一階はクリア、二階に上がるか…やはり核は凍結を免れた最上階か___ッ!
「ほう、受け止めたか」
「奇襲…爆豪の焼き直しか?」
エスデスは氷の翼を出しながら飛翔し、氷のレイピアで近接戦を仕掛けてきだところを氷の壁を生成して受け止める。
「面白い冗談だな。私のコレはちゃんとした作戦だ」
「そーかよ!」
薙ぎ払うように氷柱を出してその断面をエスデスに向けて伸ばす。
「ふむ、お前の氷の生成速度は悪くないな。少しは歯応えがありそうだ」
エスデスが氷柱を切り裂いたのか?氷で出来た模造刀のようなものかと思ったが、真剣のような切れ味かよ。

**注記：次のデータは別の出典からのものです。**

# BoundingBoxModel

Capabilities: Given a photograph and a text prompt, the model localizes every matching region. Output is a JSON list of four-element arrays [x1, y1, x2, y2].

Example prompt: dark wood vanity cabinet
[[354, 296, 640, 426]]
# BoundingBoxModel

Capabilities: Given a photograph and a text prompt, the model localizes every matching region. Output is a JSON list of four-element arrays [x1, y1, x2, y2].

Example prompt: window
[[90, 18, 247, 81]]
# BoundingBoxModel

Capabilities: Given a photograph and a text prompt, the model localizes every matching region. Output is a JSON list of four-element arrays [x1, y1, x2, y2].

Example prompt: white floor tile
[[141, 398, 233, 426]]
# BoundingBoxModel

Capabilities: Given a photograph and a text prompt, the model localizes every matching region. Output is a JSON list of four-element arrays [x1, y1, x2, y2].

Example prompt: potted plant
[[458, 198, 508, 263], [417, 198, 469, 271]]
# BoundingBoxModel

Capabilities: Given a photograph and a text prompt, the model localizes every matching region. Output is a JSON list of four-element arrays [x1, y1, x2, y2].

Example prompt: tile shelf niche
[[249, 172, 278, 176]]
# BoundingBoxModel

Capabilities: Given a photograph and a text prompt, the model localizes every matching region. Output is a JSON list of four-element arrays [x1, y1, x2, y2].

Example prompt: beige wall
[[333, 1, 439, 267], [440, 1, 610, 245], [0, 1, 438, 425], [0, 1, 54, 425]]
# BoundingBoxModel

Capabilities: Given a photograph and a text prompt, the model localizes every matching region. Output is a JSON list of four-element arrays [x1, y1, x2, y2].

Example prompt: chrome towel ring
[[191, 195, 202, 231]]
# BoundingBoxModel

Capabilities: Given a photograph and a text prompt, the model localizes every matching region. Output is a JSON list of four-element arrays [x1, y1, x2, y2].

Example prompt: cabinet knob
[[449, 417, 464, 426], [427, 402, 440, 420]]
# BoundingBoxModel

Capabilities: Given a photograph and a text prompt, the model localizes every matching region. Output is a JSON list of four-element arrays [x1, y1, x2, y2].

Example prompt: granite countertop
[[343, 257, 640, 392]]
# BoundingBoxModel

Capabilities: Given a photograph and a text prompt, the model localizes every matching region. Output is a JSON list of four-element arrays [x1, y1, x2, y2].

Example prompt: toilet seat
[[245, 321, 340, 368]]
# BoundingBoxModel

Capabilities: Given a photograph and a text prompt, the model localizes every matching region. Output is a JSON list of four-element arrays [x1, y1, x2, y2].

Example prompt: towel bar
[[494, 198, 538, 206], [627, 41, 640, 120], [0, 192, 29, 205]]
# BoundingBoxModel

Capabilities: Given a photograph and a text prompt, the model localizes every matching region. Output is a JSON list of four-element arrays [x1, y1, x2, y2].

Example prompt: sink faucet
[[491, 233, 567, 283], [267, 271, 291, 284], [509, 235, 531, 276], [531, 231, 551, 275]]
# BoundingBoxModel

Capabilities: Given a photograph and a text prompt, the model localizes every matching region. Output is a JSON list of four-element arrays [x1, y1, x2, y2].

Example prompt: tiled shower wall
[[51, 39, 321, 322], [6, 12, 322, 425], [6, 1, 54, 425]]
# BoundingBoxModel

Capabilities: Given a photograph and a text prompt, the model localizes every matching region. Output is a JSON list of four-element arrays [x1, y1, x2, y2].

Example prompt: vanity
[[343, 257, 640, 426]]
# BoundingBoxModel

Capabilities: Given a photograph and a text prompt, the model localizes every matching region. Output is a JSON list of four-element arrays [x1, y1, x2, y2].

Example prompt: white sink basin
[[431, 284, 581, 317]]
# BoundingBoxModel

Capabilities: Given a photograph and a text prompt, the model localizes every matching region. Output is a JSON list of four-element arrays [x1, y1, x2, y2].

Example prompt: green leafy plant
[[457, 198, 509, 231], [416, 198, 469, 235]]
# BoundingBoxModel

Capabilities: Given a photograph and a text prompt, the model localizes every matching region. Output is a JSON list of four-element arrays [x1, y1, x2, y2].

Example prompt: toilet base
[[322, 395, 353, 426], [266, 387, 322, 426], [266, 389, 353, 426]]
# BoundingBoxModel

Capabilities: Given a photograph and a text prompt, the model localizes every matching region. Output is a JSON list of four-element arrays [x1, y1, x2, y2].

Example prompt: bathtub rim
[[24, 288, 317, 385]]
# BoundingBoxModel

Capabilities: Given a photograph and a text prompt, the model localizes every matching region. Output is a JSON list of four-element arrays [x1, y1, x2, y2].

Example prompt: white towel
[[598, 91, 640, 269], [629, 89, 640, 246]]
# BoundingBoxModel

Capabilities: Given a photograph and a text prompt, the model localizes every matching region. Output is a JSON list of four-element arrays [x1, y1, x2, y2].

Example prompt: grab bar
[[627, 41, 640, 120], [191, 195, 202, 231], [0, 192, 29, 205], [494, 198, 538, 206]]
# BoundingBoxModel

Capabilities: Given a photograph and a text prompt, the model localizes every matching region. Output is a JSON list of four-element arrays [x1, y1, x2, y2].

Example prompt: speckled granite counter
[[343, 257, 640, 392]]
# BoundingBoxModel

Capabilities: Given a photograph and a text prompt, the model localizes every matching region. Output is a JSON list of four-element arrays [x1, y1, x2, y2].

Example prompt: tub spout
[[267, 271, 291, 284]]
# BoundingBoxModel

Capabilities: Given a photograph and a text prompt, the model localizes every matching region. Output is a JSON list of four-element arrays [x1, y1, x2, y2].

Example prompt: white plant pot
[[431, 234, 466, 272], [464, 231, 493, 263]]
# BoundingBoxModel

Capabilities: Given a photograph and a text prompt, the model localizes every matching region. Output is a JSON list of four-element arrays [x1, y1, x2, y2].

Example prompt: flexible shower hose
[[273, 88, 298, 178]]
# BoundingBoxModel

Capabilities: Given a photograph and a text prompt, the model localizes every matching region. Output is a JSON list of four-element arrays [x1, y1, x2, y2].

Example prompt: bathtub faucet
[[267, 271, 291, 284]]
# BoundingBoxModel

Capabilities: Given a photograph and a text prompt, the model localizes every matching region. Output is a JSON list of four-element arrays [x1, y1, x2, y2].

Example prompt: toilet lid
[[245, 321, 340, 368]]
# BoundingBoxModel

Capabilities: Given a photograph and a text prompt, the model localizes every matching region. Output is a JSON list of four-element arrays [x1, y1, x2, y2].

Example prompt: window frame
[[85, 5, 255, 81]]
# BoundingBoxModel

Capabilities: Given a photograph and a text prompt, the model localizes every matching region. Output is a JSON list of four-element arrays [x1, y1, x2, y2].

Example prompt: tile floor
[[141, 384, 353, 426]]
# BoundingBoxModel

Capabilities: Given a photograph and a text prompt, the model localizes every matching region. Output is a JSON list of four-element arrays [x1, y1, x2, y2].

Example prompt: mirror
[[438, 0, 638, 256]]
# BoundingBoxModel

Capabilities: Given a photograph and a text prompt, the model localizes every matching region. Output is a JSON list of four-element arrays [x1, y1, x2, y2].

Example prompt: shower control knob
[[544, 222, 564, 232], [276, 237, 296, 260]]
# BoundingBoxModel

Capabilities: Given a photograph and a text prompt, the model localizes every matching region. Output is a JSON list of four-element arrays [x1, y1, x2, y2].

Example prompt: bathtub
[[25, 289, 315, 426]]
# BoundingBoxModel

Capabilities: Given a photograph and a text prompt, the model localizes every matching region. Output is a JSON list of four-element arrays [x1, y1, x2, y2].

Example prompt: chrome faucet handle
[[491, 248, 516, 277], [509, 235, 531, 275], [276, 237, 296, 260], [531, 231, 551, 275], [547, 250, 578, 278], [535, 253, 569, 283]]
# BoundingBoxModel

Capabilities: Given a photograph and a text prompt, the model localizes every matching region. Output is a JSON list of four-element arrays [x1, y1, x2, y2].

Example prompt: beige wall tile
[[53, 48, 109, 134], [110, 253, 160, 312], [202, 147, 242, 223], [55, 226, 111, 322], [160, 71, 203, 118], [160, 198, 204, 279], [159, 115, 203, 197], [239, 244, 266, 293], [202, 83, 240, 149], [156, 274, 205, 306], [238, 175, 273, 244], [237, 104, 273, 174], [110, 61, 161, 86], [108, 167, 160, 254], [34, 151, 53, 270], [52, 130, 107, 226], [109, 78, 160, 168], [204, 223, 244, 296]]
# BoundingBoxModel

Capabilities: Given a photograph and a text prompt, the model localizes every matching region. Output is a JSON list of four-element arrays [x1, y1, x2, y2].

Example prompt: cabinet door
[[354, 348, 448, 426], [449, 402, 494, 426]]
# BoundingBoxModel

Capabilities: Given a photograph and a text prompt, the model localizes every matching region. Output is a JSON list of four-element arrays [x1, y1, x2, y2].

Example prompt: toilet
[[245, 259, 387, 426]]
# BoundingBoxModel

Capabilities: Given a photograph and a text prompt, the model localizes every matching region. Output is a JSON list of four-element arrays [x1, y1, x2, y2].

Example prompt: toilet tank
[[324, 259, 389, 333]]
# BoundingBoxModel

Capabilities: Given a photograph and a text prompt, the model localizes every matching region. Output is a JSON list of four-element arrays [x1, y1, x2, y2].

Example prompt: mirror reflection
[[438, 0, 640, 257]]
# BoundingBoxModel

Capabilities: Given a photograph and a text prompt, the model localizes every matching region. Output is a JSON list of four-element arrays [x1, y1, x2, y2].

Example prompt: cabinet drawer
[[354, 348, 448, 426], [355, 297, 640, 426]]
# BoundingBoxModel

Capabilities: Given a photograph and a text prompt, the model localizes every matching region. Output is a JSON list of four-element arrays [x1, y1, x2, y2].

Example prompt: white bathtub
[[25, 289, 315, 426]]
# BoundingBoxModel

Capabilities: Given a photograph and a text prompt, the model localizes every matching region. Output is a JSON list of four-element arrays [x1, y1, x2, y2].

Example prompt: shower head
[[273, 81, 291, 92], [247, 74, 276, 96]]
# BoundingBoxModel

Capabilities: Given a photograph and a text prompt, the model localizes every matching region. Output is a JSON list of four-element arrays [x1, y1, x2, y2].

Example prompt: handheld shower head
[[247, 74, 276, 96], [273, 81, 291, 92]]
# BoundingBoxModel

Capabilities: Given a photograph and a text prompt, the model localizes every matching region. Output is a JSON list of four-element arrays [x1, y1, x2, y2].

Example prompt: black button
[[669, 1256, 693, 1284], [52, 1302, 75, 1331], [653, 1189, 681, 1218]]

瞬間背後から"パキリ"という氷が生成されたような音を聞き、勘に任せて咄嗟に避けると、背後からエスデスの持っていたレイピアと同じものが急所を避けるように飛んできて地面に刺さる。しかし、少し当たっちまったか、足を掠めた。
「空中を飛ばせんのは反則だろ」
「抵抗できないならば…そのまま、最強の力に震えながら凍ってゆけ」
最強…最強か、確かに俺よりも上位の氷系個性、
「その目を落とした左側の個性、熱、あるいは炎の個性を使え、轟___それでようやく私と同じ土俵で戦えるぞ」
「誰があのクソ親父の個性を使うかよ」
「…はぁ残念だ…。半分の力では、到底私には勝てないと言うのに、プライドだけは無駄に高いとは」
俺を見下すような冷め切った表情をしたかと思えば、俺の両手両足を拘束するように氷塊を顕現させ、瞬時に凍結させた…俺が反応すら出来なかった氷の生成スピード…まだまだ全力じゃないのかよ…。
「轟は捕らえた!次は障子、貴様だ!」
エスデスは建物の窓を開けて、外に向けて大声で叫ぶ…。しかし葉隠の姿は…まさかッ!
「障子!来るんじゃねぇ!」
『はーい、障子くん確保』
だが俺の叫びも虚しく、エスデスはインカムを俺の耳の近くに運ぶと、障子捕縛の報告が聞こえてくる。
『敵チームWIN!!!』
オールマイトの声が放送で聞こえてくる…完敗だ。
「葉隠は、外からハシゴのようなものを生成して一階から奇襲させたのか」
「あぁ、私はあくまで陽動するだけでよかった。葉隠が動きやすいように場を掻き回すだけで、葉隠の行動を頭から忘れさせることができるからな」
作戦でも俺たちは負けていたのか…。
「完敗だ…」
エスデスはふんと鼻を鳴らすと、腕を組んで呆れていた。
「当然だ、半分の力で私に勝てると思った、その思い上がりがある限り、一生私には勝てないぞ」
「…耳の痛い話だ」
仮に、俺が右の氷だけの個性を伸ばしても、おそらくエスデスには届かないだろう…。
エスデスの言葉と個性の使い方、立ち振る舞いが、俺の心に深く突き刺さった。
お疲れ様でした!
エスデスは戦闘シーンはカッコいいのに、デクくんが絡む日常回だと、ちょっと負けヒロインっぽく可愛く見えちゃうんだよね…。